May 2006  – President Yoweri Museveni  leaves  the Health Minister, Jim Muhwezi, and his two deputies, Alex Kamugisha and Mike Mukula, out of the cabinet during a reshuffle. Although the president gave no reason for their exclusion, all three were implicated in the scandal.  

June 2006  – The commission of inquiry  recommends  that former health ministers and other managers of the fund’s grants be investigated for possible criminal prosecution.  

Justice Ogoola described the embezzlement as a tragedy in which “the greatest losers have been the people of Uganda. As the sick lay dying, the greedy middlemen dived for the kill.”  

August 2006  – European envoys  express  concern  at the lack of urgency in the government’s efforts to prosecute culprits in the scandal; they ask the government to take “expeditious” action. The envoys would repeat this call several times over the next two years.  

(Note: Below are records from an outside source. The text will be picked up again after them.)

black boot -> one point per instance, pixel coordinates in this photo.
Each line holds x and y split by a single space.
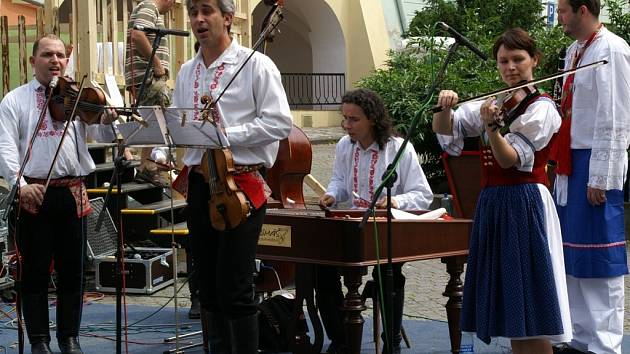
218 333
244 333
40 345
35 311
397 308
69 345
69 309
195 312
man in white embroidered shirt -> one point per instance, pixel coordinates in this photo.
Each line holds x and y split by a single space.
51 221
591 167
255 116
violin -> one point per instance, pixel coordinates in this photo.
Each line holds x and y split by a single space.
228 206
510 103
89 108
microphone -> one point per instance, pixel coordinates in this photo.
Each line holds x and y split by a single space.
53 83
462 40
161 31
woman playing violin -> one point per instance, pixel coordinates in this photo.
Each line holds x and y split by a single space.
515 283
51 221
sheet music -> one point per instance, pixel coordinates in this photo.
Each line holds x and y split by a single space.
164 126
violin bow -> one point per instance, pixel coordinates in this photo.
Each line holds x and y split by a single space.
593 65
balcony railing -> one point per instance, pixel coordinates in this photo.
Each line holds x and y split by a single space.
314 90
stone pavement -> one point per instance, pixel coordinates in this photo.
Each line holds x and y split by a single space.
425 279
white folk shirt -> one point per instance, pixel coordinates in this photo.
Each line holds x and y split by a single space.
19 113
601 109
361 170
254 110
529 132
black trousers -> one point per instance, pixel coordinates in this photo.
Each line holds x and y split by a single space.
55 233
225 260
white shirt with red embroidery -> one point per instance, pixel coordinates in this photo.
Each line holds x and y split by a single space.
360 170
254 110
601 109
19 113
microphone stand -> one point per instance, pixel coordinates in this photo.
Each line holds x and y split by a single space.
120 163
388 180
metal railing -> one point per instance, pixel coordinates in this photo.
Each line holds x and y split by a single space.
314 90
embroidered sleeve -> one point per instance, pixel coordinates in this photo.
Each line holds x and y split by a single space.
338 185
415 191
608 163
532 131
273 120
9 139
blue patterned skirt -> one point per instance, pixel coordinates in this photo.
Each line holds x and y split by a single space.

March 2007  – The fund  turns down  a grant application by the Ugandan government for $16 million. According to Aidspan, an NGO that describes itself as an independent watchdog over the fund, the decision was made because of Uganda’s “unsatisfactory performance”.  

April 2007  – The government  directs  the police to commence investigations into the mismanagement of fund grants.  

January 2008  – David Apuuli Kihumuro, executive director of the Uganda AIDS Commission, reports to the parliamentary public accounts committee that about $1 million has been recovered from individuals and institutions implicated in the misappropriation of fund money.  

July 2008  – An anti-corruption court is created; the fund trials are its first order of business. Justice John Baptist Katutsi is named head of the court.  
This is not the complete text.